Just about 2 minutes ago I turned on the light on my fish tank and one of my clown loaches just went absolutely crazy. I turned it on and then it just swam extremely fast. It scared me because it just seemed like it was panicing for some reason. It swam so fast all around the tank, back and forth, through all the rocks and around the tank again and then all of a sudden just hit the ground and then it just layed on its side and breathed heavily. I'm not going to look at it for the rest of the night, I'm just going to wait for tomorrow morning. Anybody know what could have caused this?


----------



## Fishin Pole (Feb 17, 2009)

it probably was the suddeness of the light coming on..............try turning on a lamp or open a window blind to allow some light in the room for about a half hour before you turn your tank lights on.............Its a cheap way to simulate the sun coming up slowly and shouldnt stress the fish out as much..........I seen this before with my one pleco in my one tank...........


----------



## fish5 (Jul 2, 2009)

yeah i was thinking about doing something like that. Now its up and moving.I was guessing it was the light too


----------



## Byron (Mar 7, 2009)

Fishing Pole is absolute correct and bang on. Always have the room lit (either with daylight or room lights) when the tank light goes on, and when it goes out. The sudden light or lack of light can startle many fish and it is very stressful because it is unnatural. And have the room light/daylight available for at least 30 minutes before/after turning the tank light on/off.


----------



## spammyann (Mar 12, 2009)

I am no fish expert..I concider myself BELOW newbie status...

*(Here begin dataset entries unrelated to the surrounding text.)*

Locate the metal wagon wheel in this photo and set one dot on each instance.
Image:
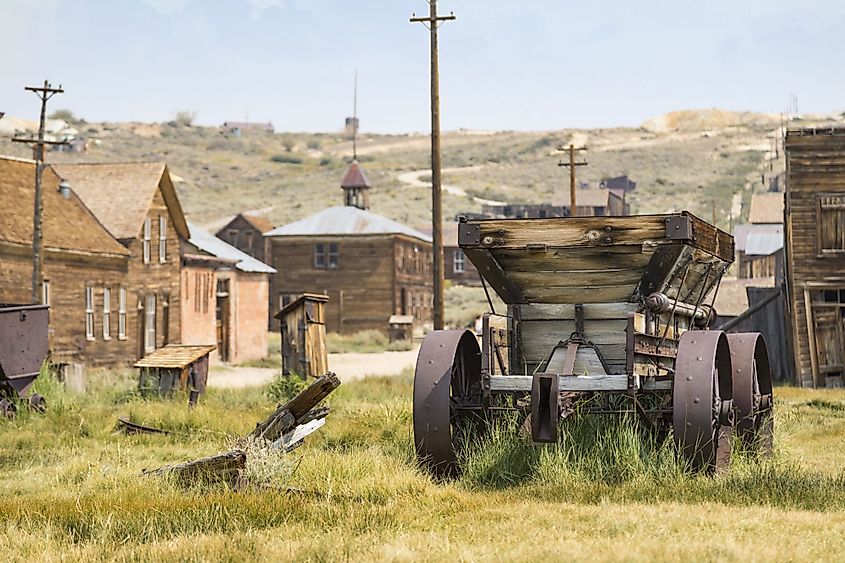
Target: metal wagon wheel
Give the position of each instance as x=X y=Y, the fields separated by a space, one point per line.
x=702 y=394
x=447 y=398
x=752 y=391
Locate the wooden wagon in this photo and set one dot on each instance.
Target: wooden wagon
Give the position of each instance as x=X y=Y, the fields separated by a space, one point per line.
x=604 y=315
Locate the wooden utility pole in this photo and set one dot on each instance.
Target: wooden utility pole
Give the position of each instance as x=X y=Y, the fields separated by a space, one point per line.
x=431 y=22
x=572 y=149
x=44 y=93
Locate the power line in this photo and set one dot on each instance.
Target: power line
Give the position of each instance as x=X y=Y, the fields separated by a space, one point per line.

But when you're outside and walk in the house isnt it really dark? When you walk inside to outside...isnt it really bright? Maybe he lost his vision temporarily bc of the shock of light.

I know when i turn my lights off...(i probably should do in the day instead of at night)...the fish start to swim around 'alot' for a short while until they adjust.

And by him swimming erratically he exhausted himself.


----------



## fish5 (Jul 2, 2009)

yeah i'll probably keep the window shades up a little bit before i turn the light on. And when this happened it was about 10:30 at night and the only light in the room was the TV. But it was amazing how fast he was going. All i saw was an orange blur. never seen anything like it.


----------



## spammyann (Mar 12, 2009)

Luckily he didnt crash into the tank walls or any of the decor.


----------